Automotive safety experts and insurers have urged caution over today’s announcement that vehicles fitted with ALKS could be legally defined as self-driving.

Image by xenostral from Pixabay

The announcement from the Department for Transport sets out how vehicles with Automated Lane Keeping System (ALKS) technology could legally be defined as self-driving provided ‘they receive GB type approval and that there is no evidence to challenge the vehicle’s ability to self-drive’.

Consultation launched on ALKS automated lane control technology

The decision to allow ALKS vehicles on UK roads later this year follows a call for evidence in August 2020.

Designed for motorway use in slow traffic, ALKS enables a vehicle to drive itself in a single lane whilst maintaining the ability to return control to the driver when required. A consultation on The Highway Code rules has also been launched to ensure the first wave of this technology is used safely and responsibly.

In a statement, transport minister Rachel Maclean said: “We must ensure that this exciting new tech is deployed safely, which is why we are consulting on what the rules to enable this should look like. In doing so, we can improve transport for all, securing the UK’s place as a global science superpower.”

Thatcham Research and the Association of British Insurers (ABI) caution that ALKS should be seen as assisted systems and not classified as automated.

“While the insurance industry fully supports the development towards more automated vehicles, drivers must not be given unrealistic expectations about a system’s capability,” said Mark Shepherd, assistant director, head of General Insurance Policy, ABI. “It is vital that Automated Lane Keeping Systems, which rely on the driver to take back control, are not classed as automated, but as assisted systems.

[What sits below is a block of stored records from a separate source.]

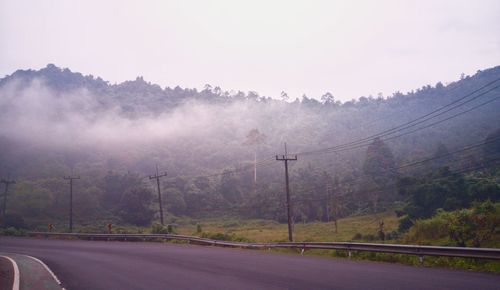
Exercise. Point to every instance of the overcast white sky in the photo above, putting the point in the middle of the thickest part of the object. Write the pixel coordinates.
(349, 48)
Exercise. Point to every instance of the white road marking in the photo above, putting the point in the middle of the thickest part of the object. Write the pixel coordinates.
(15, 285)
(48, 270)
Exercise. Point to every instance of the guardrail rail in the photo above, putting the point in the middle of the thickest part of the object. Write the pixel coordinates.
(462, 252)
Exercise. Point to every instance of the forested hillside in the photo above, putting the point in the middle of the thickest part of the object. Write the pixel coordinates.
(54, 123)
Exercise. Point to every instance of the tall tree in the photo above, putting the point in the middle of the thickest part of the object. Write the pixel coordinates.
(255, 138)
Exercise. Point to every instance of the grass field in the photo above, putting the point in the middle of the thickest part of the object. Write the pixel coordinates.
(271, 231)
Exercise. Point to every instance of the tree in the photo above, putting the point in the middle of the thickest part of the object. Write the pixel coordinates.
(379, 163)
(284, 96)
(492, 146)
(255, 138)
(327, 99)
(135, 206)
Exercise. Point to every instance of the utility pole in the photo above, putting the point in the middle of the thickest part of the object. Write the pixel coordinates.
(285, 158)
(157, 176)
(327, 201)
(71, 178)
(7, 183)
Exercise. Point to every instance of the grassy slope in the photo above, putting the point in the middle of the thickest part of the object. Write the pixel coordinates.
(270, 231)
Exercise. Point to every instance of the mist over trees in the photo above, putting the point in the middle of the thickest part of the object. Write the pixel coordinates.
(54, 121)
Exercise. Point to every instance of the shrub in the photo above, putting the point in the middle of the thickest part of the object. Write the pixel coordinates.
(157, 228)
(357, 236)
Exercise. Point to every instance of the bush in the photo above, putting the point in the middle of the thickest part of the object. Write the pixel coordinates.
(224, 237)
(405, 224)
(157, 228)
(430, 229)
(11, 231)
(357, 236)
(13, 220)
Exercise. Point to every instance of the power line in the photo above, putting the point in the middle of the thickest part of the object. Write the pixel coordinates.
(71, 178)
(285, 159)
(360, 143)
(157, 176)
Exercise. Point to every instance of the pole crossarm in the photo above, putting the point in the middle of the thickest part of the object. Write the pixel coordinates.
(157, 176)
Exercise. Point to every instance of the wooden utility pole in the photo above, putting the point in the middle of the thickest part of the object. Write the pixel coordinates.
(71, 178)
(7, 183)
(328, 201)
(157, 176)
(285, 158)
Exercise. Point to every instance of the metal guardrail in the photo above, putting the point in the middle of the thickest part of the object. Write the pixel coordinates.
(476, 253)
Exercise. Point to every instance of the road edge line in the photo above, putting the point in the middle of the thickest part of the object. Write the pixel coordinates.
(15, 284)
(48, 270)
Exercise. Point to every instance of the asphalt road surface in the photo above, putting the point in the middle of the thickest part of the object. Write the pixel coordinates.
(137, 265)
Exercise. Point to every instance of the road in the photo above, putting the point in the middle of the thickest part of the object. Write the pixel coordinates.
(138, 265)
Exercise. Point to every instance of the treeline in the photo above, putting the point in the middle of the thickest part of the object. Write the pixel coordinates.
(207, 140)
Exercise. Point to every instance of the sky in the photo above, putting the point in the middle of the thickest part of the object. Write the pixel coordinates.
(348, 48)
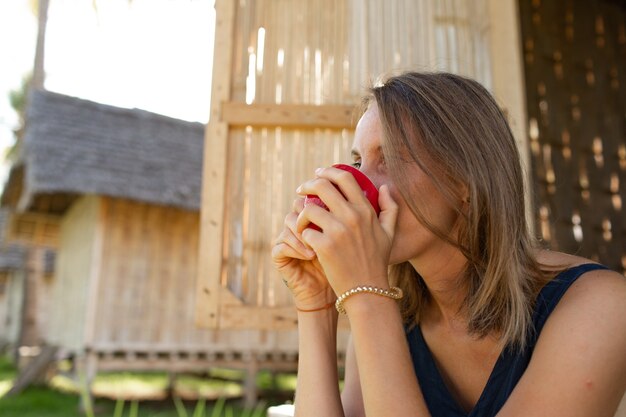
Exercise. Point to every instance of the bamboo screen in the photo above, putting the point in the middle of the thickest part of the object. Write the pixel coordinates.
(285, 55)
(575, 63)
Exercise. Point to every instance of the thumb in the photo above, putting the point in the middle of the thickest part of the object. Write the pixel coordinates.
(388, 211)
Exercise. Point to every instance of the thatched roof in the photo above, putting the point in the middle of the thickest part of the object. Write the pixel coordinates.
(74, 146)
(12, 257)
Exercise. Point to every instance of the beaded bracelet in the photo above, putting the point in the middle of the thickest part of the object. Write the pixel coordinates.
(393, 292)
(324, 307)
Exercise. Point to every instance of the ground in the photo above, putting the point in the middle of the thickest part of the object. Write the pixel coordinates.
(143, 395)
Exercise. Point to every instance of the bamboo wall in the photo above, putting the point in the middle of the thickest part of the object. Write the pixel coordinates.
(575, 62)
(277, 62)
(33, 292)
(11, 298)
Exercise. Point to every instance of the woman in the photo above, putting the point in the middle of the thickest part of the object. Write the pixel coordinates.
(488, 324)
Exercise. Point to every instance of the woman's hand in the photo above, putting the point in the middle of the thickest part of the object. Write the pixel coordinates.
(354, 245)
(299, 266)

By keeping this distinction clear we can help ensure that the rules around ALKS are appropriate and put driver and passenger safety first.”

“Thatcham Research has identified some concerning scenarios where ALKS may not operate safely without the driver intervening. These need to be addressed in the consultation,” he added.

Thatcham Research and the ABI have set out four firm criteria that must be addressed before ALKS can be classified as automated. These include vehicle capability to find a ‘safe harbour’ at the roadside and not stop in a ‘live’ lane, and independently assured vehicle systems that recognise UK road signs. The organisations believe also that the vehicle must have the capability, and be allowed through legislation, to safely change lanes to avoid an incident, and that data should be made available remotely through a neutral server for any incident to verify whether the driver or vehicle was ‘in charge’ at the time of the incident.

“There is still a lot of work needed by both legislators and the automotive industry before any vehicle can be classed as automated and allowed safely on to the UK roads,” said Matthew Avery, director of research at Thatcham Research. “Aside from the lack of technical capabilities, by calling ALKS automated our concern also is that the UK government is contributing to the confusion and frequent misuse of assisted driving systems that have unfortunately already led to many tragic deaths.”